Tracking Research Projects
A local kanban and research diary for nonlinear, documentation-heavy work
Research is not linear. You are running experiments, reading papers, writing up results, and iterating on methodology -- often across multiple projects simultaneously. One morning you are debugging a data pipeline, the afternoon you are reviewing a colleague's draft, and by evening you are sketching out a new hypothesis based on surprising results from last week.
Generic task management tools do not capture this. They assume work flows in one direction: to-do, doing, done. But research loops back on itself. An experiment fails and sends you back to the literature. A paper review sparks a new analysis. A methodology change invalidates earlier results. You need a tool that handles the nonlinear, documentation-heavy nature of research work without forcing it into a software sprint framework.
Each experiment or analysis gets a task card in ContextSwitch with detailed notes: the hypothesis, the methodology, the data sources, the expected outcomes. Use the kanban columns to track stages -- Ideation, Running, Analysis, Written Up. As experiments progress, move them across the board. When an experiment fails or needs to be rerun with different parameters, the card history preserves what you tried and why.
This is lighter than a full experiment tracking platform but more structured than a folder of notebooks. Each card is a self-contained record of what you planned, what you did, and what happened. When you need to write the methods section of a paper, the information is already organized.
The project diary is your lab notebook. Date-stamped entries documenting methodology changes, surprising results, dead ends, and insights. "Switched from random forest to gradient boosting after RF showed overfitting on the validation set. GBM with early stopping at 200 rounds gives 3% better holdout accuracy." Or "The correlation between X and Y disappears when controlling for Z. This invalidates the hypothesis from last month. Need to rethink the causal model."
These entries are timestamped, searchable, and private. Unlike a shared lab notebook or a wiki that colleagues might edit, this is your record of your thinking. The unfiltered version where you note hunches, frustrations, and half-formed ideas that are not ready for a formal write-up but are essential for future you to understand how you got here.
Dissertation work, a side analysis for a collaborator, paper reviews, teaching prep -- each gets its own database file with its own kanban board and diary. The boards stay isolated so your dissertation tasks do not blur with your teaching obligations. But the unified timeline shows all deadlines across every project: the conference submission on Friday, the exam you need to grade by Monday, the collaborator waiting on your analysis by next Wednesday.
For researchers juggling multiple responsibilities, this cross-project visibility is critical. You can plan your week knowing exactly what is due across every commitment, then dive into a specific project's board when you need to focus.
ContextSwitch ships with a built-in MCP server, so Claude Code can read your diary and task boards directly. Ask "Summarize my methodology changes this month" and Claude pulls every relevant diary entry across your databases. Ask "What experiments am I blocked on?" and Claude reviews your cards to find tasks stuck in the Running or Analysis columns with notes about blockers.
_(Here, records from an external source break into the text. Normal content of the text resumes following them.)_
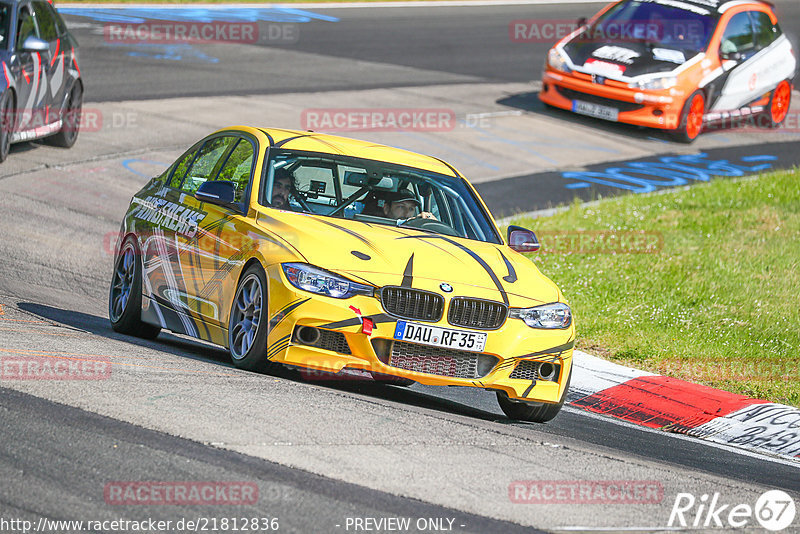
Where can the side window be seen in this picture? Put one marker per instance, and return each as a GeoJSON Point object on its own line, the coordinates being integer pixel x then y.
{"type": "Point", "coordinates": [765, 31]}
{"type": "Point", "coordinates": [61, 26]}
{"type": "Point", "coordinates": [738, 36]}
{"type": "Point", "coordinates": [206, 165]}
{"type": "Point", "coordinates": [25, 26]}
{"type": "Point", "coordinates": [238, 168]}
{"type": "Point", "coordinates": [46, 20]}
{"type": "Point", "coordinates": [181, 167]}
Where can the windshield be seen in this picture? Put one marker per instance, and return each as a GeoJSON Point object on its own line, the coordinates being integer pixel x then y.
{"type": "Point", "coordinates": [669, 23]}
{"type": "Point", "coordinates": [374, 192]}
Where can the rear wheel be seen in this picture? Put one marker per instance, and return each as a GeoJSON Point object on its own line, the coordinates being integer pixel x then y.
{"type": "Point", "coordinates": [534, 413]}
{"type": "Point", "coordinates": [247, 326]}
{"type": "Point", "coordinates": [68, 134]}
{"type": "Point", "coordinates": [779, 102]}
{"type": "Point", "coordinates": [691, 118]}
{"type": "Point", "coordinates": [125, 295]}
{"type": "Point", "coordinates": [6, 124]}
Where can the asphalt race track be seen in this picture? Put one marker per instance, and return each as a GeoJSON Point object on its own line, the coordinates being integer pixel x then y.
{"type": "Point", "coordinates": [322, 455]}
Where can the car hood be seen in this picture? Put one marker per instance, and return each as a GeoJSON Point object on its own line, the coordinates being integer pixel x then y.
{"type": "Point", "coordinates": [385, 255]}
{"type": "Point", "coordinates": [630, 59]}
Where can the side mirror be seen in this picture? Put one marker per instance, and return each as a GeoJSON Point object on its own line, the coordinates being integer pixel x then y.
{"type": "Point", "coordinates": [522, 240]}
{"type": "Point", "coordinates": [731, 56]}
{"type": "Point", "coordinates": [221, 192]}
{"type": "Point", "coordinates": [34, 44]}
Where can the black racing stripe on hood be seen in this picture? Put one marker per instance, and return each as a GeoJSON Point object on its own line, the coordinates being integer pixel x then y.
{"type": "Point", "coordinates": [512, 274]}
{"type": "Point", "coordinates": [408, 277]}
{"type": "Point", "coordinates": [376, 319]}
{"type": "Point", "coordinates": [286, 310]}
{"type": "Point", "coordinates": [358, 236]}
{"type": "Point", "coordinates": [474, 256]}
{"type": "Point", "coordinates": [412, 233]}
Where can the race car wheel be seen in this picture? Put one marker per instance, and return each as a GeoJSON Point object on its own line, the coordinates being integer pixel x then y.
{"type": "Point", "coordinates": [534, 413]}
{"type": "Point", "coordinates": [68, 134]}
{"type": "Point", "coordinates": [125, 295]}
{"type": "Point", "coordinates": [247, 326]}
{"type": "Point", "coordinates": [6, 124]}
{"type": "Point", "coordinates": [691, 118]}
{"type": "Point", "coordinates": [779, 103]}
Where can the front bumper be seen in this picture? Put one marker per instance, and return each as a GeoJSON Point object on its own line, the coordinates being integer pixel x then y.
{"type": "Point", "coordinates": [653, 109]}
{"type": "Point", "coordinates": [509, 362]}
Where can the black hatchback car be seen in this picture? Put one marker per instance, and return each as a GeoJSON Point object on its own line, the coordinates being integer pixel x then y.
{"type": "Point", "coordinates": [41, 92]}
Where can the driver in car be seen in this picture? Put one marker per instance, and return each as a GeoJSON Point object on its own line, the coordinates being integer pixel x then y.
{"type": "Point", "coordinates": [404, 205]}
{"type": "Point", "coordinates": [282, 189]}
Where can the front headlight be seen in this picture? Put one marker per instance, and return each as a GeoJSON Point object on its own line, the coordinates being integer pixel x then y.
{"type": "Point", "coordinates": [556, 315]}
{"type": "Point", "coordinates": [557, 61]}
{"type": "Point", "coordinates": [310, 278]}
{"type": "Point", "coordinates": [655, 84]}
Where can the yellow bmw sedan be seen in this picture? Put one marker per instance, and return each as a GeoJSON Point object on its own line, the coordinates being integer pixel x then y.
{"type": "Point", "coordinates": [339, 256]}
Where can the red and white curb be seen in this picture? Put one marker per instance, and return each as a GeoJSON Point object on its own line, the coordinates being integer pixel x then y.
{"type": "Point", "coordinates": [674, 405]}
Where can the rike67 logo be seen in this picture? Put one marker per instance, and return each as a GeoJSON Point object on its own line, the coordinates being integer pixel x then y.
{"type": "Point", "coordinates": [774, 510]}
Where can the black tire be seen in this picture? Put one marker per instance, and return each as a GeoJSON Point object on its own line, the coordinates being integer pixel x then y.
{"type": "Point", "coordinates": [68, 134]}
{"type": "Point", "coordinates": [247, 323]}
{"type": "Point", "coordinates": [534, 413]}
{"type": "Point", "coordinates": [6, 124]}
{"type": "Point", "coordinates": [125, 294]}
{"type": "Point", "coordinates": [688, 130]}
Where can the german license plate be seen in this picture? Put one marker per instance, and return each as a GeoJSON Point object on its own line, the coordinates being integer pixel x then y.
{"type": "Point", "coordinates": [440, 337]}
{"type": "Point", "coordinates": [595, 110]}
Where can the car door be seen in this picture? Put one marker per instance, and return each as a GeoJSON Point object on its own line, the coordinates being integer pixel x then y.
{"type": "Point", "coordinates": [54, 81]}
{"type": "Point", "coordinates": [753, 62]}
{"type": "Point", "coordinates": [775, 60]}
{"type": "Point", "coordinates": [25, 68]}
{"type": "Point", "coordinates": [223, 238]}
This is especially powerful for writing. When you are drafting a paper and need to recall why you made a particular methodological choice three months ago, Claude can search your diary and surface the exact entry. Your private research log becomes a queryable knowledge base.
Both Notion and Obsidian are note-taking tools adapted for project management. They are excellent at capturing and organizing text, but project management is an afterthought -- bolted-on kanban views over what is fundamentally a document database. ContextSwitch is the opposite: project management with a built-in diary. The kanban board gives you structure and workflow. The diary gives you narrative and context. And the MCP server means your AI assistant has full access to both, turning your local task data into something you can query, summarize, and act on without switching tools.